I've got a schema something like having an Entity table, with a to-many relationship to Attribute, which has a to-many relationship to Value. Attribute has a column Name, and Value has a column Value:

Entity
------
Id
Name


Attribute
---------
Id
EntityId
Name


Value
-----
Id
AttributeId
Value

I need to be able to construct a query that will return only Entity rows that have certain combinations of attribute/value children. Currently I'm writing the query something like:

select
    *
    from Entity e   
    where exists(
        select * from Attribute a 
            join Value v on v.AttributeId = a.id 
            where a.EntityId = e.id and a.Name = 'color' and v.Value = 'red')
    and exists(
        select * from Attribute a 
            join Value v on v.AttributeId = a.id 
            where a.EntityId = e.id and a.Name = 'size' and v.Value = 'small')

This works, but every extra attribute filter adds another exists clause, and I'm nervous about performance. Is there a more efficient way to write queries of this type, or is it likely to be perfectly performant if I use correct indexes etc?

Best Answer

It's difficult to predict if your original query will have performance problems. We don't know how large your tables are, what indexes you have, how many filters you might add, how quickly the queries need to finish, or so on. You may want to consider writing the query in the most natural way to do and measuring performance. If performance is acceptable leave the code as is.

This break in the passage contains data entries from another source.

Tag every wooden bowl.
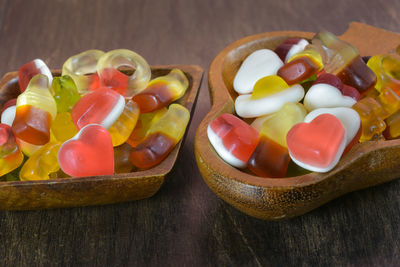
[195,22,400,220]
[0,65,203,210]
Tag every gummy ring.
[62,49,105,95]
[97,49,151,98]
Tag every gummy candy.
[286,114,346,172]
[50,76,81,113]
[126,108,167,147]
[108,100,140,146]
[18,59,53,93]
[50,112,78,142]
[233,49,283,94]
[71,87,125,129]
[1,98,17,126]
[0,124,24,176]
[248,102,307,177]
[277,48,323,85]
[97,49,151,98]
[207,113,259,168]
[353,97,388,142]
[274,38,309,62]
[62,49,104,95]
[304,107,361,153]
[235,75,304,118]
[12,74,57,145]
[58,124,114,177]
[114,143,134,173]
[130,104,190,169]
[132,69,189,113]
[19,142,61,181]
[312,31,376,94]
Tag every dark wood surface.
[0,0,400,266]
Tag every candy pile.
[0,49,190,181]
[207,31,400,177]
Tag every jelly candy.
[62,49,104,95]
[286,114,346,172]
[97,49,151,98]
[207,113,259,168]
[58,124,114,177]
[51,112,78,142]
[12,74,57,145]
[132,69,189,113]
[71,87,125,129]
[304,79,356,111]
[311,31,376,94]
[313,72,361,101]
[108,100,140,146]
[233,49,283,94]
[114,143,134,173]
[274,38,309,62]
[130,104,190,169]
[50,76,81,113]
[0,124,24,176]
[367,55,400,96]
[304,107,361,153]
[18,59,53,93]
[1,98,17,126]
[126,108,167,147]
[19,142,61,181]
[353,97,388,142]
[235,75,304,118]
[248,102,307,177]
[277,48,323,85]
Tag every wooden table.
[0,0,400,266]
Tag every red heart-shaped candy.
[58,124,114,177]
[286,114,346,172]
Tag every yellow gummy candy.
[51,112,78,142]
[19,142,61,181]
[147,104,190,143]
[260,102,307,147]
[251,75,289,99]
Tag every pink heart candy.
[58,124,114,177]
[286,114,346,172]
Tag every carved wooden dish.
[195,22,400,220]
[0,65,203,210]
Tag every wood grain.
[0,0,400,266]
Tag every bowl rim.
[195,22,400,189]
[0,64,204,193]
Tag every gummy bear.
[50,75,81,113]
[312,31,376,94]
[12,74,57,145]
[0,124,24,176]
[62,49,104,95]
[130,104,190,169]
[18,59,53,93]
[132,69,189,113]
[248,102,307,177]
[19,142,61,181]
[207,113,259,168]
[97,49,151,98]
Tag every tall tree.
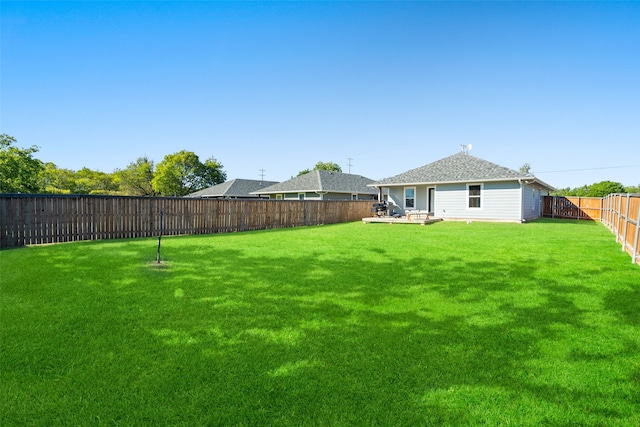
[0,133,44,193]
[151,150,227,196]
[298,162,342,176]
[520,163,531,174]
[114,156,157,196]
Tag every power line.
[535,165,640,174]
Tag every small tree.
[114,156,157,196]
[520,163,531,174]
[298,162,342,176]
[0,134,44,193]
[151,150,227,196]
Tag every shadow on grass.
[122,241,637,425]
[6,226,640,425]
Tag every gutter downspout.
[518,178,524,222]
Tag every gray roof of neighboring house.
[186,179,278,197]
[252,170,377,194]
[373,152,553,189]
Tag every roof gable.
[375,152,533,186]
[187,179,277,197]
[252,170,377,194]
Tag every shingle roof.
[252,170,377,194]
[187,179,278,197]
[373,152,552,188]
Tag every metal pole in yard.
[631,199,640,264]
[156,210,164,264]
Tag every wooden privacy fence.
[602,194,640,264]
[0,194,371,248]
[542,196,602,221]
[542,193,640,264]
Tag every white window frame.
[403,187,416,210]
[467,183,484,211]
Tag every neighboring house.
[251,170,378,200]
[186,179,278,199]
[370,152,554,222]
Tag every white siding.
[435,181,521,221]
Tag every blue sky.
[0,1,640,188]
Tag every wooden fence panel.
[0,194,371,248]
[602,194,640,264]
[542,196,603,221]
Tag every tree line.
[0,134,227,196]
[0,134,640,197]
[0,134,342,196]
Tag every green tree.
[44,163,120,194]
[587,181,624,197]
[0,133,44,193]
[151,150,227,196]
[115,156,157,196]
[520,163,531,174]
[44,162,77,194]
[75,168,120,194]
[298,162,342,176]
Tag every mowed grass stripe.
[0,220,640,426]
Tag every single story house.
[370,151,554,222]
[251,170,378,200]
[186,179,278,199]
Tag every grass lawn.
[0,220,640,426]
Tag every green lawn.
[0,220,640,426]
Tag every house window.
[467,184,482,209]
[404,187,416,209]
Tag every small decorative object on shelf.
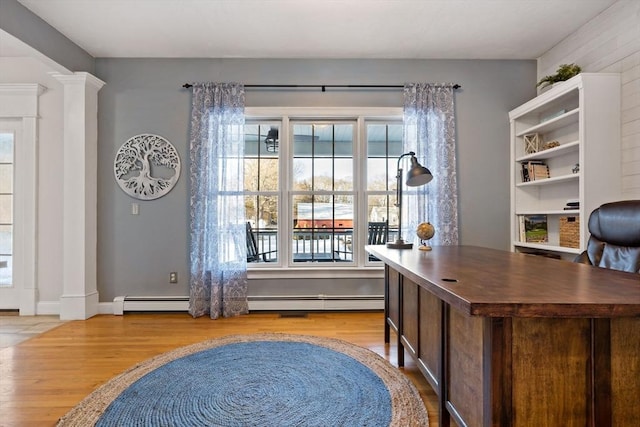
[416,222,436,251]
[524,133,542,154]
[536,64,582,89]
[560,216,580,249]
[542,141,560,150]
[522,160,551,182]
[521,215,549,243]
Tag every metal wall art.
[113,134,180,200]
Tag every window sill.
[247,263,384,280]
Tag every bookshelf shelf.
[516,173,580,187]
[513,241,582,255]
[509,73,620,260]
[516,141,580,162]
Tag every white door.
[0,119,20,310]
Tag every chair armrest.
[573,251,592,265]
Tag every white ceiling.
[11,0,616,59]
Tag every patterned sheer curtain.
[189,83,248,319]
[402,83,458,245]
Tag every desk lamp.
[387,151,433,249]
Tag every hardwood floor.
[0,312,438,427]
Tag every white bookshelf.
[509,73,621,259]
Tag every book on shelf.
[518,215,549,243]
[564,199,580,211]
[522,160,551,182]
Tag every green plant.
[536,64,582,88]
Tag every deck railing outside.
[249,228,397,262]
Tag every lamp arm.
[396,151,416,241]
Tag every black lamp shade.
[407,156,433,187]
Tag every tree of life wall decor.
[113,134,180,200]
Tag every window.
[244,123,281,262]
[0,132,14,287]
[244,112,402,268]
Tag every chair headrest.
[589,200,640,246]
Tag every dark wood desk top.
[366,246,640,317]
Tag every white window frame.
[245,107,403,279]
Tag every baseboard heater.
[113,295,384,316]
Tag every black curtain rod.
[182,83,462,92]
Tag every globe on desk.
[416,222,436,251]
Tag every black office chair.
[574,200,640,273]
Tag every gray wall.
[0,0,94,73]
[95,59,536,301]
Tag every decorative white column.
[53,73,104,320]
[0,83,45,316]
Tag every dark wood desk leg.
[438,300,451,427]
[396,275,404,367]
[588,319,613,427]
[384,264,391,344]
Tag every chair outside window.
[367,221,389,261]
[247,221,278,262]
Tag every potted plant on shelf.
[536,64,582,89]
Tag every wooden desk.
[367,246,640,427]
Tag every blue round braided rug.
[58,334,428,427]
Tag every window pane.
[0,195,13,224]
[0,164,13,193]
[245,196,279,263]
[291,195,354,262]
[292,123,355,191]
[0,256,13,287]
[0,225,13,256]
[0,133,13,163]
[367,123,402,191]
[293,157,313,191]
[244,123,280,191]
[313,158,333,191]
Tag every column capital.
[50,71,106,91]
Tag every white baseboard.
[113,295,384,316]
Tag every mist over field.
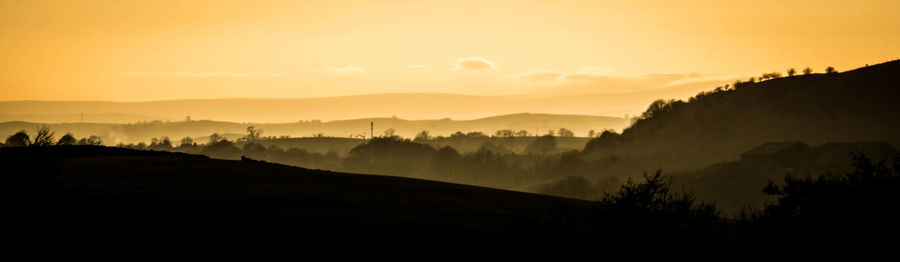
[0,0,900,254]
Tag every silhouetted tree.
[6,130,31,147]
[56,133,78,146]
[744,154,900,251]
[413,130,431,143]
[384,128,396,137]
[31,125,54,146]
[180,136,194,146]
[206,133,225,145]
[525,134,556,154]
[428,146,462,178]
[244,126,262,143]
[584,130,622,152]
[79,135,103,146]
[494,129,515,137]
[803,67,812,75]
[597,170,719,248]
[516,129,528,137]
[641,99,675,119]
[556,127,575,137]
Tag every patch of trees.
[2,125,103,147]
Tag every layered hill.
[585,61,900,173]
[0,113,627,145]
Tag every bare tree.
[803,66,812,75]
[31,125,55,146]
[6,130,31,147]
[56,133,78,146]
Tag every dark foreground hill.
[585,60,900,171]
[7,146,900,257]
[0,146,594,250]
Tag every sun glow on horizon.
[0,0,900,103]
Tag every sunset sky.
[0,0,900,101]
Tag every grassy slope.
[0,147,592,247]
[588,61,900,170]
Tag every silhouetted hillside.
[585,61,900,171]
[0,146,592,247]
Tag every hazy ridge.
[0,113,627,144]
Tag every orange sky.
[0,0,900,103]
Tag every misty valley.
[0,61,900,255]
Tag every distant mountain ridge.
[0,80,716,123]
[0,113,628,144]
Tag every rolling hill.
[0,113,627,145]
[585,60,900,171]
[0,146,594,248]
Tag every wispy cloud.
[450,57,497,70]
[512,67,743,93]
[328,66,366,75]
[119,71,281,77]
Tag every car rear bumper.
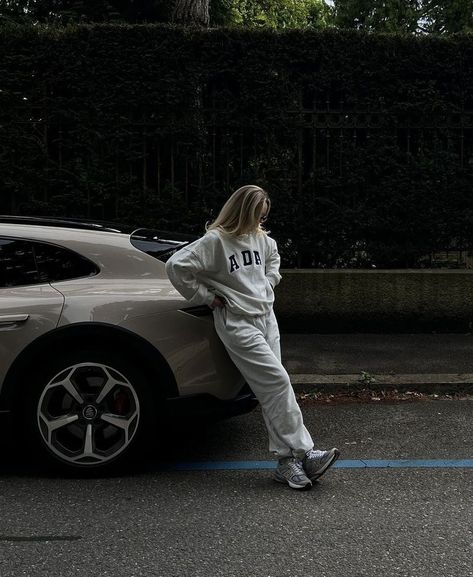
[166,386,258,419]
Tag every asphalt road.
[0,401,473,577]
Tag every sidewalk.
[281,333,473,392]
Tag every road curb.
[290,372,473,392]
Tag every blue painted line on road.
[163,459,473,471]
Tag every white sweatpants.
[214,308,314,459]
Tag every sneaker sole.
[309,449,340,481]
[273,473,312,491]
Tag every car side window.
[33,242,99,282]
[0,238,40,288]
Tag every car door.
[0,237,64,390]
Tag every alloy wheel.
[37,363,140,466]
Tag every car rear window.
[33,242,99,282]
[130,228,197,262]
[0,238,99,287]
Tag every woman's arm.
[166,248,215,306]
[265,237,281,288]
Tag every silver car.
[0,217,256,471]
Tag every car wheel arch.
[2,323,179,409]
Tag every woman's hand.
[210,297,225,310]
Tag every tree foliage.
[0,0,473,35]
[332,0,473,34]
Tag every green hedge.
[0,25,473,267]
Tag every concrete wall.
[275,269,473,332]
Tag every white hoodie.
[166,230,281,316]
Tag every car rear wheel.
[24,351,155,472]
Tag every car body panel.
[0,217,244,400]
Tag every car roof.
[0,215,139,234]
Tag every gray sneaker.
[302,449,340,481]
[274,457,312,490]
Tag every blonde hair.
[206,184,271,236]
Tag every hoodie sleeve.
[166,247,215,306]
[265,237,281,288]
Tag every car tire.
[21,349,158,475]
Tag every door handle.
[0,314,30,327]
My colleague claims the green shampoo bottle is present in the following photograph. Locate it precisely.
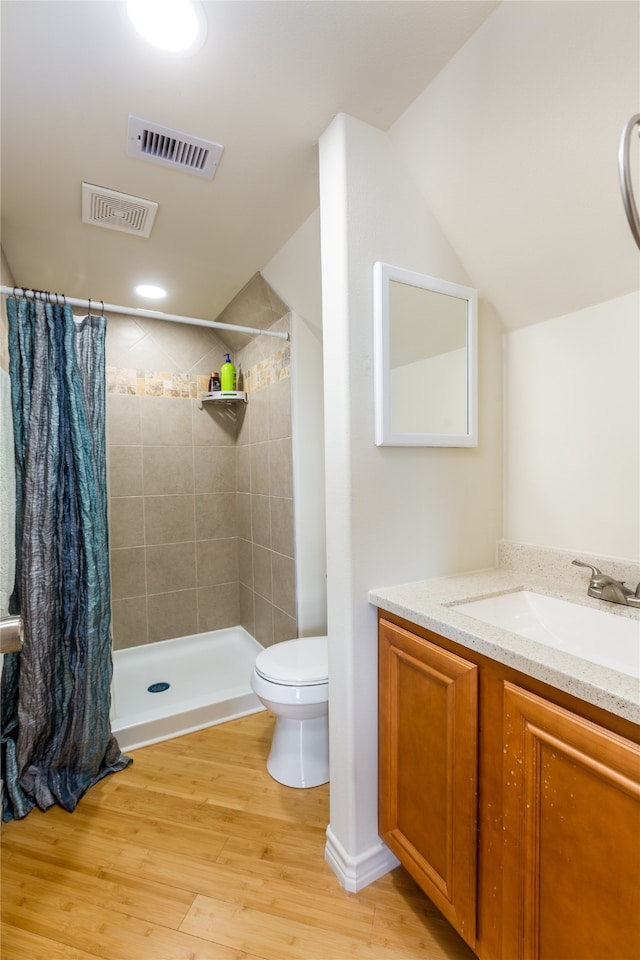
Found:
[220,353,236,391]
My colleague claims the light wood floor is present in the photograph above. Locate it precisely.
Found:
[1,712,473,960]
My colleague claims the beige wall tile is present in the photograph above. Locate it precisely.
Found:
[251,442,269,494]
[198,580,240,632]
[271,553,296,617]
[251,494,271,548]
[271,497,294,557]
[238,537,253,590]
[111,597,148,650]
[147,589,198,643]
[140,397,192,446]
[247,390,269,443]
[109,497,144,550]
[266,377,291,440]
[107,275,296,646]
[109,446,142,497]
[142,446,194,496]
[111,547,147,600]
[105,313,145,367]
[253,543,271,600]
[196,493,237,540]
[144,494,196,544]
[240,583,257,639]
[269,440,293,497]
[253,593,273,647]
[106,393,142,445]
[191,400,242,447]
[196,537,238,587]
[273,607,298,643]
[236,493,251,541]
[236,444,251,493]
[147,541,196,594]
[194,447,237,493]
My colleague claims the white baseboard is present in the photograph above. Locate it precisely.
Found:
[324,826,400,893]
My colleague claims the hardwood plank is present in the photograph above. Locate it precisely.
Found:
[0,712,473,960]
[0,923,105,960]
[3,892,259,960]
[2,854,193,930]
[181,897,444,960]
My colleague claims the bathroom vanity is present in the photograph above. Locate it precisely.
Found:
[370,571,640,960]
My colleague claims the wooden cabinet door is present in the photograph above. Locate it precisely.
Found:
[379,620,478,947]
[503,683,640,960]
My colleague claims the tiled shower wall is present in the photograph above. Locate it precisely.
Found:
[107,274,297,649]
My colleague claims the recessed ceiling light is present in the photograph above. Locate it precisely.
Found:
[136,283,167,300]
[127,0,207,52]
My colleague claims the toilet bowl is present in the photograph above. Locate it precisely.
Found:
[251,637,329,787]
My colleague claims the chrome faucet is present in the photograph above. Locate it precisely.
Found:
[571,560,640,607]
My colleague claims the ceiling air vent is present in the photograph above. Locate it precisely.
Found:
[82,183,158,237]
[127,116,224,180]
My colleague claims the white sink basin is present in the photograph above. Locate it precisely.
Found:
[455,590,640,677]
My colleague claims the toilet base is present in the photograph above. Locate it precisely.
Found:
[267,713,329,788]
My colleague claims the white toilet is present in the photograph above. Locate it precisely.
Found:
[251,637,329,787]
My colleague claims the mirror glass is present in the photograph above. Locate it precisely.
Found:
[374,263,477,447]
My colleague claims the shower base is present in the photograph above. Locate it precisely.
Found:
[111,627,264,752]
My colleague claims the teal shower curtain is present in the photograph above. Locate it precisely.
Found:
[2,297,130,820]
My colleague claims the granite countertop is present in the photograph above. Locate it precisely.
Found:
[369,569,640,723]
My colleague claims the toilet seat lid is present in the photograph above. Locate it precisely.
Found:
[256,637,329,687]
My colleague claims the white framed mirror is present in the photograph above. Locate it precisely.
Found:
[373,262,478,447]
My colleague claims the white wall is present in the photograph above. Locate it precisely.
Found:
[320,115,502,890]
[389,0,640,329]
[504,293,640,560]
[261,210,327,637]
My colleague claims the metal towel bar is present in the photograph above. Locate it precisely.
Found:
[618,113,640,249]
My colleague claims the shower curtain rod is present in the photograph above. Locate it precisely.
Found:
[0,284,289,340]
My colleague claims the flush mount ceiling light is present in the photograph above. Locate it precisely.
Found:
[136,283,167,300]
[127,0,207,53]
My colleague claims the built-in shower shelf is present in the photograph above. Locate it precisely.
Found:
[200,390,247,403]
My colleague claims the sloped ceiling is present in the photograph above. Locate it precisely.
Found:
[389,0,640,329]
[0,0,497,319]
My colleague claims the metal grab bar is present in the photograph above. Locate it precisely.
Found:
[618,113,640,250]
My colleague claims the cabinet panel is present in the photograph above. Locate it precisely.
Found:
[379,620,478,946]
[503,682,640,960]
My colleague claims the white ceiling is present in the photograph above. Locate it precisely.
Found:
[0,0,497,319]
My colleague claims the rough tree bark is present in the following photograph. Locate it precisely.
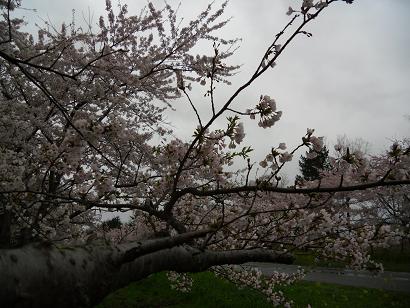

If you do need to improve performance, you can consider a rewrite similar to the following:

select *
from Entity e 
WHERE e.id IN (
    SELECT a.id
    FROM Attribute a 
    join [Value] v on v.AttributeId = a.id 
    WHERE a.Name IN ('color', 'size') AND v.Value IN ('red', 'small') -- redundant filter to improve performance
    GROUP BY a.id
    HAVING MAX(CASE WHEN a.Name = 'color' and v.Value = 'red' THEN 1 ELSE 0 END) = 1
    AND MAX(CASE WHEN a.Name = 'size' and v.Value = 'small' THEN 1 ELSE 0 END) = 1
);

That will give you a single scan of the attribute and value tables regardless of how many filters you add to the HAVING clause. One downside is that you're likely to get a poor cardinality estimate from the HAVING filter, but if the goal of the filters is to filter out most of the rows from the Entity table then that may not be a problem.